People affected by familicide asked to take part in review
Families who have been affected by domestic homicides have been asked to come forward as part of a review into how the State deals with such cases.
The study has been prompted by the story of Clodagh Hawe who, along with her three sons, was murdered by her husband Alan.
A notice asking for families who have faced similar tragedies to take part has now been published, with people asked to offer their story by the end of July.
The review will be led by Norah Gibbons, a qualified social worker who was the first chairperson of Tusla, the Child and Family Agency, and a member of the Commission to Inquire into Child Abuse.
Justice Minister Charlie Flanagan established the review after meeting with Ms Hawe's family earlier this year.
The Cavan woman suffered a horrific death alongside her children - Liam (14), Niall (11), and six-year-old Ryan - at the hands of her husband in August 2016.
Ms Hawe's mother, Mary Coll, and sister, Jacqueline Connolly, publicly appealed for change to the way the State helps families in such circumstances.
During a private meeting, they told Mr Flanagan: "We were the ones made to feel like criminals; the investigation officers said we were reading too much about the case in the papers and constantly asking questions."
Ms Connelly said there was "no initial support" after the murder-suicide.
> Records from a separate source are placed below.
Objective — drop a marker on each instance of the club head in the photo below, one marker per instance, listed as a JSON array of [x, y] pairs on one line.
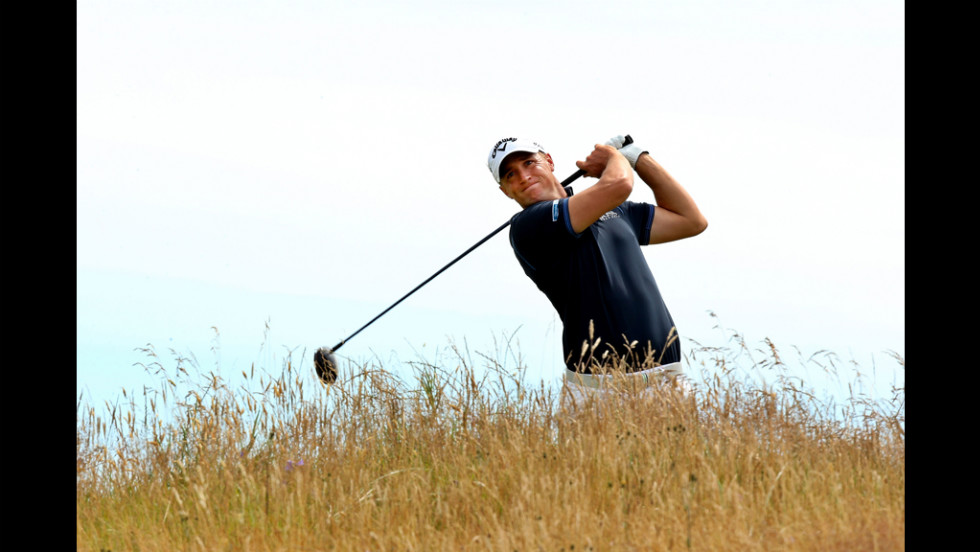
[[325, 364]]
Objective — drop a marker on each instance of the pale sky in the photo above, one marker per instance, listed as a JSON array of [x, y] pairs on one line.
[[306, 164]]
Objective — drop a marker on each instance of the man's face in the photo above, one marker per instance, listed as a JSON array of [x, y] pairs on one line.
[[528, 178]]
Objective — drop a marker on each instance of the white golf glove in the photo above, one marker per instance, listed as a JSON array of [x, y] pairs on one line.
[[625, 145]]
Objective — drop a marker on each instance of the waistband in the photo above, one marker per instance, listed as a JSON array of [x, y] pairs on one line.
[[643, 378]]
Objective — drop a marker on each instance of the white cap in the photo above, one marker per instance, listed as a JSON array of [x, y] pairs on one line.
[[505, 147]]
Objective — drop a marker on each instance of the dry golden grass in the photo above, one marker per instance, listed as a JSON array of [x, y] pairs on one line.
[[474, 458]]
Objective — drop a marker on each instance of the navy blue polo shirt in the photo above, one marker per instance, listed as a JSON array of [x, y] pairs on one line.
[[600, 276]]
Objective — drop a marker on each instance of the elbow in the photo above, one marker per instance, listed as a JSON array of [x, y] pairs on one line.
[[622, 188]]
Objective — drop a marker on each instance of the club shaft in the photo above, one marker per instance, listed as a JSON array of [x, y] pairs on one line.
[[564, 183]]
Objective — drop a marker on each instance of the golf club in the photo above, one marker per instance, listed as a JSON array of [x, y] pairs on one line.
[[324, 360]]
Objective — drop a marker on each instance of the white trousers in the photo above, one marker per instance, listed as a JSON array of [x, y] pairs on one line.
[[580, 387]]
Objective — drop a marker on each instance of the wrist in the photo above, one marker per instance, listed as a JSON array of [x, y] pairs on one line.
[[632, 153]]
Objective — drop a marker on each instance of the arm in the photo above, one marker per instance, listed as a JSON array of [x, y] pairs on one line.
[[613, 188], [677, 216]]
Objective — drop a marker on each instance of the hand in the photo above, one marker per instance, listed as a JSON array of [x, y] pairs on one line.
[[596, 162], [625, 145]]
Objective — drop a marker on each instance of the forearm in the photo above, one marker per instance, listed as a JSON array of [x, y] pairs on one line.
[[668, 192]]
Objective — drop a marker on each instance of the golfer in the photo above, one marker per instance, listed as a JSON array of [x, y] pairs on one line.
[[583, 251]]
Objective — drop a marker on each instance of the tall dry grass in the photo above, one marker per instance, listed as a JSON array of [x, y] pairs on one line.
[[468, 455]]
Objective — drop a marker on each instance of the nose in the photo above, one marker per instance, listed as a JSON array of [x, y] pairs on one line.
[[522, 173]]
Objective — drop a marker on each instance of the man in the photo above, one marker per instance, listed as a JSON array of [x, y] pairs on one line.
[[583, 251]]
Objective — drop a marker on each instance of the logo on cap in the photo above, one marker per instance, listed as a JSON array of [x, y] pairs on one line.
[[501, 146]]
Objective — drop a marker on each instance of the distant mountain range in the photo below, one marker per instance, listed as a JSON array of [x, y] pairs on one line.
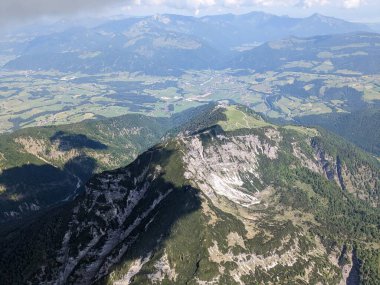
[[167, 44]]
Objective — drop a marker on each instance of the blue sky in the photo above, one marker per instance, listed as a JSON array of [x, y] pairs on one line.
[[16, 11]]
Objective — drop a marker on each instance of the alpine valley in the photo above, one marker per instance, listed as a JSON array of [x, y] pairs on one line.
[[170, 149]]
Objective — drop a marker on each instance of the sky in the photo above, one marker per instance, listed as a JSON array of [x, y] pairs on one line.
[[14, 12]]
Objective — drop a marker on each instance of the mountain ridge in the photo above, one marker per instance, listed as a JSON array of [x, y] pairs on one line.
[[226, 203]]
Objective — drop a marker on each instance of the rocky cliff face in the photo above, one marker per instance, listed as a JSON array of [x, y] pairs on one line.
[[254, 204]]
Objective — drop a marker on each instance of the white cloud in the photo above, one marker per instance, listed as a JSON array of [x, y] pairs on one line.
[[13, 10], [350, 4]]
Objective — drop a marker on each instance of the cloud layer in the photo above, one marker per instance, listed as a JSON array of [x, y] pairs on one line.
[[16, 10]]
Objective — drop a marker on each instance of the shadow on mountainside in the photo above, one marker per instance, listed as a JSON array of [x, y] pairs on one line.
[[32, 187], [68, 142], [24, 251]]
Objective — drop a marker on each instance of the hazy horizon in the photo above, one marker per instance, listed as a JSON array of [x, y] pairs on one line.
[[16, 13]]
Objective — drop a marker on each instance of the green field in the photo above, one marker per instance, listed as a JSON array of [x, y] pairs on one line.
[[50, 97]]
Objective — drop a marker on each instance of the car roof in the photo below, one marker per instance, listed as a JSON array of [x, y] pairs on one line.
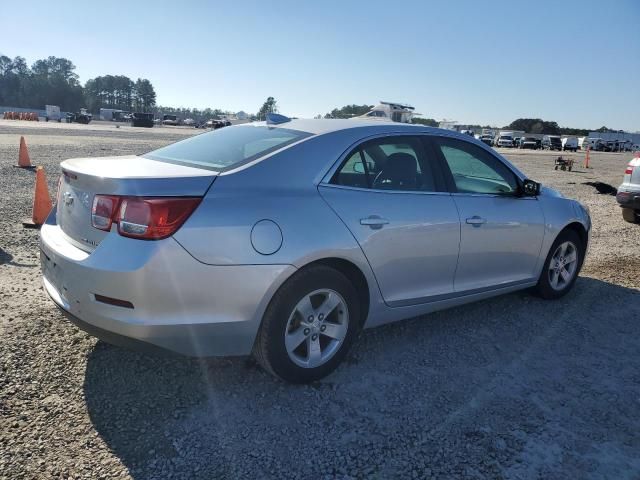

A notice published in national newspapers this weekend says Ms Gibbons will be supported by "a small team of relevant experts" to study both familicides and domestic homicides.
"The study team will consult with a wide range of stakeholers including State agencies, family members of victims and non-governmental organisations," the notice says.
Ms Gibbons has 12 months to compile her report, which will be made public.